# Light Gradient Boosting Machine for predictions
This Notebook attempts to create the best possible lightgbm classifier for the earthquake dataset.  

## Imports

In [25]:
import numpy as np
import pandas as pd
from lightgbm import LGBMClassifier
from sklearn.model_selection import StratifiedKFold, cross_val_score, train_test_split
from imblearn.over_sampling import SMOTE


# Hyperparameter Optimization
import optuna

# Preprocessing
from sklearn.compose import ColumnTransformer
from sklearn.pipeline import make_pipeline, Pipeline
from sklearn.impute import SimpleImputer
from sklearn.preprocessing import OneHotEncoder, StandardScaler, RobustScaler, FunctionTransformer
from category_encoders import LeaveOneOutEncoder, TargetEncoder
from sklearn.base import BaseEstimator, TransformerMixin, ClassNamePrefixFeaturesOutMixin

from pathlib import Path
import pickle
from os import PathLike
import torch

## Constants

In [2]:
TRAINING_FEATURES_PATH="D:/ml_competitions/gorkha_earthquake/data/raw/train_values.csv"
TRAINING_LABELS_PATH="D:/ml_competitions/gorkha_earthquake/data/raw/train_labels.csv"
TEST_FEATURES_PATH="D:/ml_competitions/gorkha_earthquake/data/raw/test_values.csv"
SUBMISSION_FORMAT_PATH="D:/ml_competitions/gorkha_earthquake/data/raw/submission_format.csv"

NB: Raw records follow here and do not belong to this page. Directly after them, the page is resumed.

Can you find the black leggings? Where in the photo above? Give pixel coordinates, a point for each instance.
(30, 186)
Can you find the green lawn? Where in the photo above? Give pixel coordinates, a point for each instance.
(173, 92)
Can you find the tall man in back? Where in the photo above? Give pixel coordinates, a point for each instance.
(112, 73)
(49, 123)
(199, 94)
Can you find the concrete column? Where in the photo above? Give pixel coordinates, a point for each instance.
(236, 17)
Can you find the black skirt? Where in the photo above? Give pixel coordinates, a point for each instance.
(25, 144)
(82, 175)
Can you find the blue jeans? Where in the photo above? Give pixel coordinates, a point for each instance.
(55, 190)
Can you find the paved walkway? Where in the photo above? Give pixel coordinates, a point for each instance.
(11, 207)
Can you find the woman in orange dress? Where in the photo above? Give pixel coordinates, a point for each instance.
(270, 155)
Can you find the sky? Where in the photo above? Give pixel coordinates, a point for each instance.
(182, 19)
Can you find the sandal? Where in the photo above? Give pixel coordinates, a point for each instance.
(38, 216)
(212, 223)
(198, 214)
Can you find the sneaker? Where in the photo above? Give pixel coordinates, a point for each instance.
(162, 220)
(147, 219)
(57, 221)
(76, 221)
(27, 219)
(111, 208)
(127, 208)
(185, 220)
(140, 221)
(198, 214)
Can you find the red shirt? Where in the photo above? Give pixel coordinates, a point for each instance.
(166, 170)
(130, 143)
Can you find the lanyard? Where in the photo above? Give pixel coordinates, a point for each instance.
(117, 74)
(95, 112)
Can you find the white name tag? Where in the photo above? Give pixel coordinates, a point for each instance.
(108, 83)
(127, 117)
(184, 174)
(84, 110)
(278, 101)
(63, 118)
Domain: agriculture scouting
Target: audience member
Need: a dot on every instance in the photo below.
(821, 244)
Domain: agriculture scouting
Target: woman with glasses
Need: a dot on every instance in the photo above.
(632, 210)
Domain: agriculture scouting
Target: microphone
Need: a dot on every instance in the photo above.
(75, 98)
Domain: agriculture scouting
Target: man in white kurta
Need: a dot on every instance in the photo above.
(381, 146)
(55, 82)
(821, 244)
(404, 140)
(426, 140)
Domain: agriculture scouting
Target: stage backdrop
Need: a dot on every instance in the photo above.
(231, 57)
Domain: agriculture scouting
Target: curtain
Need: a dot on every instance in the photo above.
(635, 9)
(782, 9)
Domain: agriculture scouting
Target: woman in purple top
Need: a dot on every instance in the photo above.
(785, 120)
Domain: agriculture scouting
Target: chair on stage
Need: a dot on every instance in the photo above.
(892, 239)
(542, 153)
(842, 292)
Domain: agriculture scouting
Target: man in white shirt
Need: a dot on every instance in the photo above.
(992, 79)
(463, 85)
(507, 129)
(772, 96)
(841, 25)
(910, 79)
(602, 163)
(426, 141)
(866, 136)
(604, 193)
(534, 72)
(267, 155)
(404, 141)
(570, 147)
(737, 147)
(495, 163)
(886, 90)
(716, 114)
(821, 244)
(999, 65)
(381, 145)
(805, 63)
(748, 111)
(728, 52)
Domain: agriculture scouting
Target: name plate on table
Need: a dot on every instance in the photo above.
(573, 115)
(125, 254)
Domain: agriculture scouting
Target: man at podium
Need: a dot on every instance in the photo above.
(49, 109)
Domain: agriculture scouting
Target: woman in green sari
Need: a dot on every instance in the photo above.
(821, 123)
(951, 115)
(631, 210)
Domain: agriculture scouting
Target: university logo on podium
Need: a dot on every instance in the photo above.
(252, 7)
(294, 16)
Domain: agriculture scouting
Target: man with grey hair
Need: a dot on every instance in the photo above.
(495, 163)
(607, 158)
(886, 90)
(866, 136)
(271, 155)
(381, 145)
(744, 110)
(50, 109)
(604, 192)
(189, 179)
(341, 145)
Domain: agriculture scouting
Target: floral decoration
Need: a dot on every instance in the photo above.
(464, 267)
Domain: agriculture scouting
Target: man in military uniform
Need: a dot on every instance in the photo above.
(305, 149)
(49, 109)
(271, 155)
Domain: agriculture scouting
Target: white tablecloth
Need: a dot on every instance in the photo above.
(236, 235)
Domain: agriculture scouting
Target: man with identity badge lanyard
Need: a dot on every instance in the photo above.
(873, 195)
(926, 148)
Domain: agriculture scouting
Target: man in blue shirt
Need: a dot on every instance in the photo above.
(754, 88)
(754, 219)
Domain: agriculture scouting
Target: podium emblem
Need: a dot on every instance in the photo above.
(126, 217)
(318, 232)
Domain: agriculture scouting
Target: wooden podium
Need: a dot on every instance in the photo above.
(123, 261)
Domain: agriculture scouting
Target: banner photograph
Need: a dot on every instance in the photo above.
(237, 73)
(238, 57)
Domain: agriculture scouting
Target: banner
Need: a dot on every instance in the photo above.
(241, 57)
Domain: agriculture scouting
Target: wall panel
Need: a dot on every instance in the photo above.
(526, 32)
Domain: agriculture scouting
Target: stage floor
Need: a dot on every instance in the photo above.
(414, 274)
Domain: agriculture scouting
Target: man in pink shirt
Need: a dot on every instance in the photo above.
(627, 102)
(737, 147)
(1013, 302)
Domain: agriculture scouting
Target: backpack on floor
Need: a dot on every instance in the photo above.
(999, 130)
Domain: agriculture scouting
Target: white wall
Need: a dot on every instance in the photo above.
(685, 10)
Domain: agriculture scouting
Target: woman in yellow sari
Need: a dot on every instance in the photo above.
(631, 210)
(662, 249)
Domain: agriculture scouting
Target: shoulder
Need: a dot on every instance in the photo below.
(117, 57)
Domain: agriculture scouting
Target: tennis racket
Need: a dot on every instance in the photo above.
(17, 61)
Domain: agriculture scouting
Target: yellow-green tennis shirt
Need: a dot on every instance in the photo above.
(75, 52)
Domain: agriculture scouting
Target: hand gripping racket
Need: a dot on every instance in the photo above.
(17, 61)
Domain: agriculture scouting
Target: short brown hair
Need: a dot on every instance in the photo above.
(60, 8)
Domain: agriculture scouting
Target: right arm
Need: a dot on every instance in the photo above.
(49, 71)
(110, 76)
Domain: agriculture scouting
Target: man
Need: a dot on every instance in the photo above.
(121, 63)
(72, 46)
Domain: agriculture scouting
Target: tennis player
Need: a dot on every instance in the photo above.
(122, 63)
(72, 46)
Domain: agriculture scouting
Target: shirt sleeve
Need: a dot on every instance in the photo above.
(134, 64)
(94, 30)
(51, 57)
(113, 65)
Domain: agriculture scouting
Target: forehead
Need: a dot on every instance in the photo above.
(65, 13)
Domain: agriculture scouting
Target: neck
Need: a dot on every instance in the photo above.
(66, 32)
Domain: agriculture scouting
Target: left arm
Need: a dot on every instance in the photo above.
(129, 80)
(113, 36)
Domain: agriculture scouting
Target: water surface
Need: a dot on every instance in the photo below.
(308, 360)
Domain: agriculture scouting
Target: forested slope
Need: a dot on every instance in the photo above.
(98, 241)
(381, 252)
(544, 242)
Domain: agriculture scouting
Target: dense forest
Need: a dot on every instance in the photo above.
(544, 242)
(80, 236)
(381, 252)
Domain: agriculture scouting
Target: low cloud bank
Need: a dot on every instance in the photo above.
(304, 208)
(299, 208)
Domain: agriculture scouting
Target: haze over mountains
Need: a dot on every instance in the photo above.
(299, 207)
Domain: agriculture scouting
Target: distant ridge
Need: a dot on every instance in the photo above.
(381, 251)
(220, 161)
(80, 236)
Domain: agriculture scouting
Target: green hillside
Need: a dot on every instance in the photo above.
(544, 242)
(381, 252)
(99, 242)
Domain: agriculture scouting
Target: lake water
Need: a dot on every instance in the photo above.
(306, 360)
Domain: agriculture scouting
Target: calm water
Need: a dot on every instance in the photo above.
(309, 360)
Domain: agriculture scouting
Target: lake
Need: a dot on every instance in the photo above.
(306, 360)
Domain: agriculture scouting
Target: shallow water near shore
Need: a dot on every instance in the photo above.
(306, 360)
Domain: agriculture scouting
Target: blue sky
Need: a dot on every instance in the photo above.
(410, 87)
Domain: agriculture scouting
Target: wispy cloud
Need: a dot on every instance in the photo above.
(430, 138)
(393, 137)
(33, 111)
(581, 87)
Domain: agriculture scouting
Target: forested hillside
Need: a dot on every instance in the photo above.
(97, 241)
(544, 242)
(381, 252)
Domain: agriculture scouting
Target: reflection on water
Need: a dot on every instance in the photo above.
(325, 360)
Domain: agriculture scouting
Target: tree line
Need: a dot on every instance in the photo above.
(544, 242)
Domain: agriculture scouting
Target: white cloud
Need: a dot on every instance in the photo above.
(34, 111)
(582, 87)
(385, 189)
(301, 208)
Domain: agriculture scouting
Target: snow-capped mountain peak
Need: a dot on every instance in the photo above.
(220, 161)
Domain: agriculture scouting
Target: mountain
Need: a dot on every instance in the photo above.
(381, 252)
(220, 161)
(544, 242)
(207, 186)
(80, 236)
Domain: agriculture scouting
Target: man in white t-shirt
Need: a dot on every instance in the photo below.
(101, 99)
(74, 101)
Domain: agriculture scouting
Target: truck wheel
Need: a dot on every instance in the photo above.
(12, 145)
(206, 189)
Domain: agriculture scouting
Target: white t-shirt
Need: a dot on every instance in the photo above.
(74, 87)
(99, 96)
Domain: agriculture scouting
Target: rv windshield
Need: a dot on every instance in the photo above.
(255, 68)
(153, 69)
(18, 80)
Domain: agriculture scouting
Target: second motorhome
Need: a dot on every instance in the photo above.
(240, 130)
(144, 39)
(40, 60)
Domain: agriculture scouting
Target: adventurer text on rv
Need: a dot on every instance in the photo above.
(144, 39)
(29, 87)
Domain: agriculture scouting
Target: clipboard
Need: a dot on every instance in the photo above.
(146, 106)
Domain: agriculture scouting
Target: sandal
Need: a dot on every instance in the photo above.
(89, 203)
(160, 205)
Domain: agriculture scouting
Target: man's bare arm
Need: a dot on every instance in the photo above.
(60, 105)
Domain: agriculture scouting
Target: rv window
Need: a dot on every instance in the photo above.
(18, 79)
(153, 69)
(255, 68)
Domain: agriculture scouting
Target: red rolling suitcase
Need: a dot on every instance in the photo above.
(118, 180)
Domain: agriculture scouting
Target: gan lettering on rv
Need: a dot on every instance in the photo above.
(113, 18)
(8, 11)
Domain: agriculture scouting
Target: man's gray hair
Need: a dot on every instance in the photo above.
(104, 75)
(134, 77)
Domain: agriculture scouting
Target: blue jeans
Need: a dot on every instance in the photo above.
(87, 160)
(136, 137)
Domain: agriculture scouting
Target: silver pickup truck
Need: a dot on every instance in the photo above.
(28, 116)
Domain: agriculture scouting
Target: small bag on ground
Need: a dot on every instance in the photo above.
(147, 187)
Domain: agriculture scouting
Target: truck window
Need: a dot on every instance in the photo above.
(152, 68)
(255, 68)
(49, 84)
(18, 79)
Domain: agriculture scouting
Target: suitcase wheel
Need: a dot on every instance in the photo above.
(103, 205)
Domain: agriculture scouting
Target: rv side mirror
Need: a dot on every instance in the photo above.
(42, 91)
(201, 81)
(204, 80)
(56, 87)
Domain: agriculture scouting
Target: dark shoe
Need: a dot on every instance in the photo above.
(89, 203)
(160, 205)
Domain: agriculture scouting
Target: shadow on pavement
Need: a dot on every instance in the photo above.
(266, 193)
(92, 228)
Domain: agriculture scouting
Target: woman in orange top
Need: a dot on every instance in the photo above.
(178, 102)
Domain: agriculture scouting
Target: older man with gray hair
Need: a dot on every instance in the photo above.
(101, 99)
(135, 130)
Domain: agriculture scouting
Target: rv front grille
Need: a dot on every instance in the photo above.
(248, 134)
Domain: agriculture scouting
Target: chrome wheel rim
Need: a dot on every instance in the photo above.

SUBMISSION_DIR="D:/ml_competitions/gorkha_earthquake/submissions"

## Data Loading

In [3]:
features_df         = pd.read_csv(TRAINING_FEATURES_PATH,   index_col=0)
labels_df           = pd.read_csv(TRAINING_LABELS_PATH,     index_col=0) - 1
test_features_df    = pd.read_csv(TEST_FEATURES_PATH,       index_col=0)

## Data Preprocessing

In [4]:
# Setup

geo_level_columns = ['geo_level_1_id', 'geo_level_2_id', 'geo_level_3_id']
numerical_columns = ['count_floors_pre_eq', 'age', 'area_percentage', 'height_percentage', 'count_families']
categorical_columns = ['foundation_type', 'ground_floor_type', 'land_surface_condition', 
                       'legal_ownership_status', 'other_floor_type',
                       'plan_configuration', 'position', 'roof_type']

In [5]:

class DREncoder(torch.nn.Module):

    def __init__(self, 
                 latent_dim: int=16, 
                 geo_lv1_size: int=31, 
                 geo_lv2_size: int=1428,
                 geo_lv3_size: int=12568) -> None:
        super().__init__()
        self.geo_lv1_embedder = torch.nn.Embedding(geo_lv1_size, 16)
        self.geo_lv2_embedder = torch.nn.Embedding(geo_lv2_size, 128)
        self.geo_lv3_embedder = torch.nn.Embedding(geo_lv3_size, 128) 
        self.compressor = torch.nn.Linear(16+128+128, latent_dim)

    def forward(self, x):
        x_1 = self.geo_lv1_embedder(x[:, 0])
        x_2 = self.geo_lv2_embedder(x[:, 1])
        x_3 = self.geo_lv3_embedder(x[:, 2])
        x = torch.concat((x_1, x_2, x_3), dim=1)
        x = torch.nn.functional.relu(x)
        return self.compressor(x)


class GeoDimensionReduction(BaseEstimator, TransformerMixin, ClassNamePrefixFeaturesOutMixin):

    def __init__(
            self, 
            path: PathLike,
            latent_dim: int=16, 
            geo_lv1_size: int=31,
            geo_lv2_size: int=1418,
            geo_lv3_size: int=11861) -> None:
        super().__init__()
        self.path = path
        self.model = DREncoder(
            latent_dim, 
            geo_lv1_size,
            geo_lv2_size,
            geo_lv3_size
        )
        self.latent_dim = latent_dim
        self.geo_lv1_size = geo_lv1_size
        self.geo_lv2_size = geo_lv2_size
        self.geo_lv3_size = geo_lv3_size
        self.model.load_state_dict(torch.load(path))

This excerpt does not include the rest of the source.